La une de Libération jeudi 6 avril.

La une de Libération jeudi 6 avril. - Montage BFMTV - Libération

Après l'attaque chimique menée mardi dans la province d'Idleb en Syrie, de nombreux journaux consacrent leur une aux enfants morts ce jour-là.

Il y a eu la photo d'Aylan, retrouvé mort noyé sur une plage turque, puis celle d'Omrane, sonné, assis sur le siège orange d'une ambulance, après avoir été blessé lors du bombardement de son immeuble à Alep. Il y a aujourd'hui celles d'enfants anonymes, morts les yeux grand ouverts dans l'attaque chimique qui a touché Khan Cheikhoun mardi, dans la province d'Idleb, tuant au moins 72 civils. Ce jeudi, plusieurs journaux ont choisi de consacrer leur une à ces enfants syriens.
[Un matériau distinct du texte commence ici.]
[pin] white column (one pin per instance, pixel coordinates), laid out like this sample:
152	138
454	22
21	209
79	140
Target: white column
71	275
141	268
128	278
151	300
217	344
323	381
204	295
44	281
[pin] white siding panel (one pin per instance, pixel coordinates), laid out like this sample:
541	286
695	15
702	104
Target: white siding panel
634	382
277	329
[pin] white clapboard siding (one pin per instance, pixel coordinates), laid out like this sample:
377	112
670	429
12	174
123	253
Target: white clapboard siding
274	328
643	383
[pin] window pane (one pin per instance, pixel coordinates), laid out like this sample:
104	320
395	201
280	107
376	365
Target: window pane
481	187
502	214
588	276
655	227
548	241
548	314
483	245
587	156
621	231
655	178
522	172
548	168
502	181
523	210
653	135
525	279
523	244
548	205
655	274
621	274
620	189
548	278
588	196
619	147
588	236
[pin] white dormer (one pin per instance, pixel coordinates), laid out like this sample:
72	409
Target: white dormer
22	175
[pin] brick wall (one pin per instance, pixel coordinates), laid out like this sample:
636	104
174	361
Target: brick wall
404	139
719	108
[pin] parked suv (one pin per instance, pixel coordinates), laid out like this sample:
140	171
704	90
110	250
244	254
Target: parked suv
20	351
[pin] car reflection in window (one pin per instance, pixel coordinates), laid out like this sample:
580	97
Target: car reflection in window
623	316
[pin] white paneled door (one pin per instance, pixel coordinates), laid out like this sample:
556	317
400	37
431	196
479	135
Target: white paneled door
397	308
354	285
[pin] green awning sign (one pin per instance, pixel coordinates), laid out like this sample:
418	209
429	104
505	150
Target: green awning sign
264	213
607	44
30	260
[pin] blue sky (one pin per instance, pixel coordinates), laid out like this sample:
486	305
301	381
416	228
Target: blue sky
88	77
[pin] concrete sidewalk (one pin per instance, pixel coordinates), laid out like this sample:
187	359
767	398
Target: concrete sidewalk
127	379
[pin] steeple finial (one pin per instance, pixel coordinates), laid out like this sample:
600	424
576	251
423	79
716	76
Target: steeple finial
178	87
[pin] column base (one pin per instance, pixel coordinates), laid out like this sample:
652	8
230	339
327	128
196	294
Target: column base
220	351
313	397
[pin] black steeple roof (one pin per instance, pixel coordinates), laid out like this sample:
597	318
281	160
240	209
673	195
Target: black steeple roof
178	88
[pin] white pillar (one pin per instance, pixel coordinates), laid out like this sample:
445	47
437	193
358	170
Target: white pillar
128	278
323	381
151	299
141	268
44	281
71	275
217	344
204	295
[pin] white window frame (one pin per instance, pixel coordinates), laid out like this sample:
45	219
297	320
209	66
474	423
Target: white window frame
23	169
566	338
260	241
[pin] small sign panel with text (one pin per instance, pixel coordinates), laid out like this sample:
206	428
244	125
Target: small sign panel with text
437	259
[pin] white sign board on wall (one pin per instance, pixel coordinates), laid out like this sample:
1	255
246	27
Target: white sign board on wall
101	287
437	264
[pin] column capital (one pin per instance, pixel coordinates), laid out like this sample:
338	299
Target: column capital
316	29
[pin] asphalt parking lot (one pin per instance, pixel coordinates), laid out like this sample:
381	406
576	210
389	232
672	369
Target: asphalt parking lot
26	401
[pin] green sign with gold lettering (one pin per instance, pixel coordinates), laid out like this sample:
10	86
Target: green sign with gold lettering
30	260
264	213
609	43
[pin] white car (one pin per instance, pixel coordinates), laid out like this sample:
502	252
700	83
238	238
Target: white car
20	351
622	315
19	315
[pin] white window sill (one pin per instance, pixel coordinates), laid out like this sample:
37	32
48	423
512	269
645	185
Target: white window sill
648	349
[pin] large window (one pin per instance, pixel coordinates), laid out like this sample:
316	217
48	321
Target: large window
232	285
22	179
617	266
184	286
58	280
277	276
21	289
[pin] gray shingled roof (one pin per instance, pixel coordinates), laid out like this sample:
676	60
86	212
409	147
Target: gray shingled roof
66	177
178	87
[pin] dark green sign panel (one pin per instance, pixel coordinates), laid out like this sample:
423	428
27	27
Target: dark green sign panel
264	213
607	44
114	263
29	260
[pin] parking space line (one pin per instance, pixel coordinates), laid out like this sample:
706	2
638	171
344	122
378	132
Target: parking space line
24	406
C'est le cas de Libération, qui pointe la responsabilité de Bachar al-Assad avec le titre "Les enfants d'Assad". Et du Wall Street Journal, qui publie la photo de l'ambassadrice américaine auprès des Nations-Unies, brandissant devant le Conseil de sécurité des photos de ces mêmes enfants pour appeler l'ONU à agir.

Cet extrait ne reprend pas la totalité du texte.